Stan Engelbrecht (left) & Nic Grobler (right) have published the best 162 portraits and stories of the over 500 portraits of cyclists they’ve photographed during their 2 year journey around South Africa. Divided over 3 books, each contains a different 54 stories, and also two essays each by local South African and major international cycling figures. The books are designed by Gabrielle Guy and they have also collaborated with celebrated South African artist Gabrielle Raaff to create an individual hand-painted watercolor map, based on Google Maps, to indicate the location of each of the portraits.
As I await my copies in the mail, it’s an amazing feat to see this project together in a book series. Nic a motion designer and Stan Photographer have done more than collect stories and journal the cyclist revolution in South Africa. They continue to herald a community of conscious cyclists and share this trill and joy among all ages, keeping the bike culture classy. The Bicycle Project was on display at Design Indaba Expo earlier this year in March. They have also held an exhibit for their photography and continue to hold small bike activities and gatherings in Cape Town. Make sure you order your copy here.

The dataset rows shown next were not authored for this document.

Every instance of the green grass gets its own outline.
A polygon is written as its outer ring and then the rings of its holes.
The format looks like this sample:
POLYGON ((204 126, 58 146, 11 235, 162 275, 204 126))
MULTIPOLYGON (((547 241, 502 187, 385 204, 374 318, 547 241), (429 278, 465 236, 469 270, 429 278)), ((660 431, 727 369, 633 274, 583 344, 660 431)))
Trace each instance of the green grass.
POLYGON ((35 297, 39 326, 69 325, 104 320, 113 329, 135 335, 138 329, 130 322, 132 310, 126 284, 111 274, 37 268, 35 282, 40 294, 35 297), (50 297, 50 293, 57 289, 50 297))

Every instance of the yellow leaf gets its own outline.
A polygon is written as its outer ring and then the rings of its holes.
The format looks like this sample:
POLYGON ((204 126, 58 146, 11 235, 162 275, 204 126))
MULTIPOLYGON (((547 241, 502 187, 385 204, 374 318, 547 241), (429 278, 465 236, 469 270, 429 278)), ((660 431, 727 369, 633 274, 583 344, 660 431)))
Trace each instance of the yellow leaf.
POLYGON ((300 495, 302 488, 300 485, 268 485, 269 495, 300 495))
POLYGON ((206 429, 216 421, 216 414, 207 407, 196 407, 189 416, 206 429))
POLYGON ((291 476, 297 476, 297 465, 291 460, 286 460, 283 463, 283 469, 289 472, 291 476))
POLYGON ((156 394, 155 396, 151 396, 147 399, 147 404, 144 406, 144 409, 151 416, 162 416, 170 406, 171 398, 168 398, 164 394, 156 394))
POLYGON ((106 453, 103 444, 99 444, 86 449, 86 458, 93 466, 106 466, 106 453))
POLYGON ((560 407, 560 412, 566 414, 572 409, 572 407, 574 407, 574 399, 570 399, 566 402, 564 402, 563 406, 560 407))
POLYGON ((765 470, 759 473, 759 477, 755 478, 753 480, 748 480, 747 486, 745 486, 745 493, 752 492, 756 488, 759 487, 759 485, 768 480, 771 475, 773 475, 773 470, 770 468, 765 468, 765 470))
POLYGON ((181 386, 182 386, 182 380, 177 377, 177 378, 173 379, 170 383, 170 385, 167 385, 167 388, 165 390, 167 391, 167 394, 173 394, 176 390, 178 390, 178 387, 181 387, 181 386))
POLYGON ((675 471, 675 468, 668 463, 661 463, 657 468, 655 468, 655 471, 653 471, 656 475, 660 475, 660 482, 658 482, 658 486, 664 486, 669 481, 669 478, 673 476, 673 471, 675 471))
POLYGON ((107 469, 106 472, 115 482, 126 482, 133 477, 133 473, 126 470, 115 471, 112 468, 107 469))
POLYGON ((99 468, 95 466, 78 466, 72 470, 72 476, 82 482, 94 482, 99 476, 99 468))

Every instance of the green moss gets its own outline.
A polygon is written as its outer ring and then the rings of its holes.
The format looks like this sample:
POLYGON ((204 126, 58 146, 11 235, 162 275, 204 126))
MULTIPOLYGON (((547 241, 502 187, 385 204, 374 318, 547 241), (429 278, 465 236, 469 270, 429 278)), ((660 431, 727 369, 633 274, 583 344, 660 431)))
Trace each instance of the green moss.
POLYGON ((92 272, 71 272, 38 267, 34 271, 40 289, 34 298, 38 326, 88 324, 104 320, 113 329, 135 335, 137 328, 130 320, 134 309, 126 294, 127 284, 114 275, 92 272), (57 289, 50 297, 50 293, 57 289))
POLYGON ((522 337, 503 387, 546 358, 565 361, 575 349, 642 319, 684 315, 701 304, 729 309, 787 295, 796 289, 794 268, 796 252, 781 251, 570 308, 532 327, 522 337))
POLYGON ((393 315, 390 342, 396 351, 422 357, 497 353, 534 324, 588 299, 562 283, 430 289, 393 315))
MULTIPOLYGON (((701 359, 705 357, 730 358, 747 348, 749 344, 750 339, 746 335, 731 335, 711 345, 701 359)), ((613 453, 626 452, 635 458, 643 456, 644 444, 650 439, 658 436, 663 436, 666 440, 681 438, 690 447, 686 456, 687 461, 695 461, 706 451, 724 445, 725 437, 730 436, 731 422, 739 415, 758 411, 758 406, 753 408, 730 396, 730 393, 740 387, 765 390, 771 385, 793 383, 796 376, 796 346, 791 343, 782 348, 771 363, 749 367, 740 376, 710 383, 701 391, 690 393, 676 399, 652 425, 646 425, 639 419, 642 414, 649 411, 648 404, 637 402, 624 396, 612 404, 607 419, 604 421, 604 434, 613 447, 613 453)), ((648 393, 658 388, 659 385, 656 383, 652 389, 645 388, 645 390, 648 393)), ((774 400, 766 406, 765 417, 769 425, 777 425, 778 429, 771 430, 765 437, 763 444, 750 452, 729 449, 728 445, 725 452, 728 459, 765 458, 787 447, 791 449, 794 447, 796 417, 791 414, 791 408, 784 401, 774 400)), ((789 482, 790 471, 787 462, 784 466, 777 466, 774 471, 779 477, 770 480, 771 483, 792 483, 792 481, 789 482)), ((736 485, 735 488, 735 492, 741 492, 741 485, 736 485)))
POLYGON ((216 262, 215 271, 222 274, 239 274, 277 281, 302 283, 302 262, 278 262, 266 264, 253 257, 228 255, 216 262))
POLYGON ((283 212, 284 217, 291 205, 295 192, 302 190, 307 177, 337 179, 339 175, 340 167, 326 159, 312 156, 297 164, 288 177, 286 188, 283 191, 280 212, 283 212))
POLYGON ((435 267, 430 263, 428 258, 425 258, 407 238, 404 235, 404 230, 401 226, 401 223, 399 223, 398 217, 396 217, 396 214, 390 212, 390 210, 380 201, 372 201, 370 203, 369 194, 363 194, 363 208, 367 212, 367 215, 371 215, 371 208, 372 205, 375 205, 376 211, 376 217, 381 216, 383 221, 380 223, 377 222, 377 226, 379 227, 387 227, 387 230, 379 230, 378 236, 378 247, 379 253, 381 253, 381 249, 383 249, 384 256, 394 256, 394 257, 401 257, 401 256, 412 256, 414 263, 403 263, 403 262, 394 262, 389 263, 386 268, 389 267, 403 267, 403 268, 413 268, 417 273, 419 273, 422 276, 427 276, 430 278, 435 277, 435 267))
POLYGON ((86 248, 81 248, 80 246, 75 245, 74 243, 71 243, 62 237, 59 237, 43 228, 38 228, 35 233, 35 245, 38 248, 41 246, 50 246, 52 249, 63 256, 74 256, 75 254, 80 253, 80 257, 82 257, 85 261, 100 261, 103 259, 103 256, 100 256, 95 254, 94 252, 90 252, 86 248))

When they started the project, Bicycle Portraits aimed to be a study of South African commuter culture, and they wanted to find out who rides bicycles, why they ride bicycles, if and why they love their bicycles, and of course why so few South Africans choose bicycles as a transport option. But Bicycle Portraits has turned into a portrait of a nation through the bicycles that they own and ride every day – revealing all manner of social, class, historical and cultural nuances never imagined.
Here are lovely samples of Gabrielle Raaff’s hand painted watercolour maps. She picks the colours from the photographs and it matches it quite successfully.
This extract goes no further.